A broken or fractured collarbone (clavicle) often occurs as a result of falls onto the shoulder. Prompt treatment is important to prevent further damage.

Image by Harlie Raethel

A fracture of the clavicle, or collarbone, occurs when this bone breaks due to trauma or stress. The most common causes of a clavicle fracture are falls onto the arm or shoulder, sports injuries, and car accidents.


Clavicle fractures are typically diagnosed through a physical examination and imaging tests such as X-rays. X-rays help determine the location and severity of the fracture.


The treatment of clavicle fractures depends on the severity of the fracture.

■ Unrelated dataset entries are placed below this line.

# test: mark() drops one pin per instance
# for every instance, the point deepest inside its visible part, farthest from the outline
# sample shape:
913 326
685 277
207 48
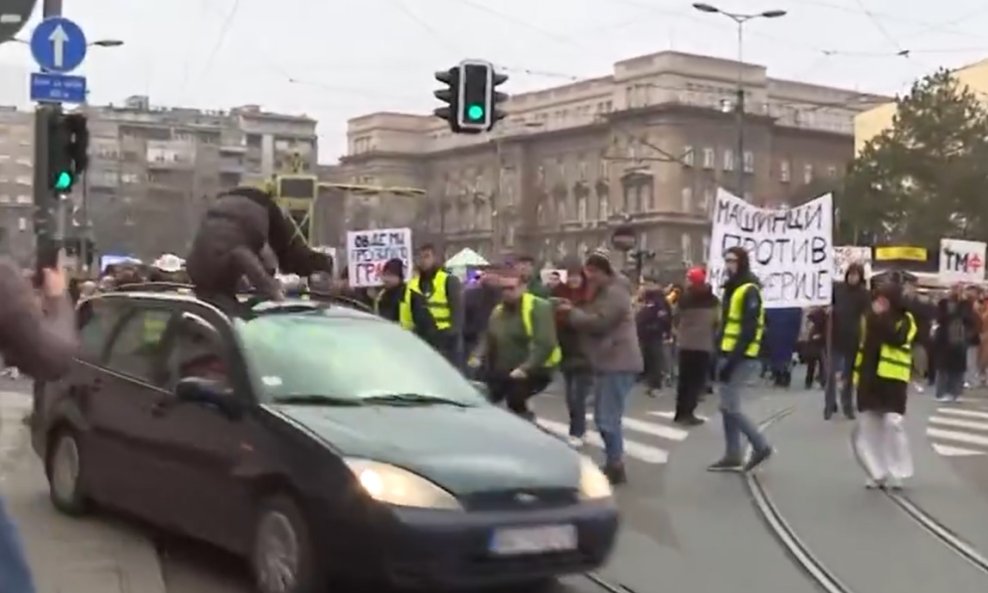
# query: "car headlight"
393 485
594 485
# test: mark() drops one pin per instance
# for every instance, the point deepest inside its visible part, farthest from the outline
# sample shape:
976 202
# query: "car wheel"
282 558
65 467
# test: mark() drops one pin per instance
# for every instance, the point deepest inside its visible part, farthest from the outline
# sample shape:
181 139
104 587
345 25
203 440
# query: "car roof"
333 306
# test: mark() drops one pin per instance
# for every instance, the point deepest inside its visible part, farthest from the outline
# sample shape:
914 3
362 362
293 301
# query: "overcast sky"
335 59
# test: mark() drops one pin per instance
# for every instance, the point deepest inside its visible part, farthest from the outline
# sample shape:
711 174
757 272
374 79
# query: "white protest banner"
845 255
962 261
368 250
791 250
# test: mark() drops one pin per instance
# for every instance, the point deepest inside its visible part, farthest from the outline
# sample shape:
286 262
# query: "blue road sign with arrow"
58 45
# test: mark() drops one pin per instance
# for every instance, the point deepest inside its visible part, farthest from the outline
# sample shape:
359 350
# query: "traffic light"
472 97
450 96
68 143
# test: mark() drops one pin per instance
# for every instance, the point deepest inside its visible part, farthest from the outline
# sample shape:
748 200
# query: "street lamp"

For a non-displaced fracture, where the bones are not displaced from their normal position, conservative treatment with pain medication and immobilization of the arm and shoulder using a sling or brace may be sufficient.

For a displaced fracture, where the bones are displaced, or for severe fractures, surgery may be necessary. During surgery, screws, wires, or plates may be used to hold the bones in the correct position and promote healing.


After treatment, rehabilitation is necessary to strengthen the shoulder and arm and improve mobility. This can be achieved through physiotherapy exercises and activities to improve arm and shoulder function and reduce pain. Typically, it takes several weeks to months to achieve full recovery.